Police must now get a warrant before accessing historical cell phone records that provide a full record of the user’s past movements, according to a Supreme Court ruling last week, in a 5-4 decision authored by Chief Justice Roberts. This warrant requirement will be true, even though the records are created and owned by the cell provider and not the user.
Important, but limited
This decision is important but limited. Previously, the law had been that any personal records held by a third party (such as bank records) could be accessed by the police by a simple subpoena.
The rationale for this is that people have no expectation of privacy in records voluntarily conveyed to others. This is known as the “third party doctrine.” But, when it comes to historical cell site location data, the courts will now treat this as an “entirely different species of business record—something that implicates basic Fourth Amendment concerns about arbitrary government power much more directly than corporate tax or payroll ledgers.”
Exceptions
The new exception to the third-party doctrine will only apply to “the rare case where the suspect has a legitimate privacy interest in records held by a third party.” In other words, not every file stored on Dropbox or other cloud service, for example, will be protected.
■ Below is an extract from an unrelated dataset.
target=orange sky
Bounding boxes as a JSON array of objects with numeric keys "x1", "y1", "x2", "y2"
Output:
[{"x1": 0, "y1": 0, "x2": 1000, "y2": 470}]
For example, people still have no legitimate expectation of privacy in images of suspected child pornography. Furthermore, the Court did not rule that other forms of electronic data collection would require a warrant, such as real-time cell tower location tracking, video surveillance, or “other business records that might incidentally reveal location information.”
Government’s obligation
However, when it comes to historical location information that is “detailed, encyclopedic, and effortlessly compiled,” the Court ruled that “the Government’s obligation is a familiar one—get a warrant.”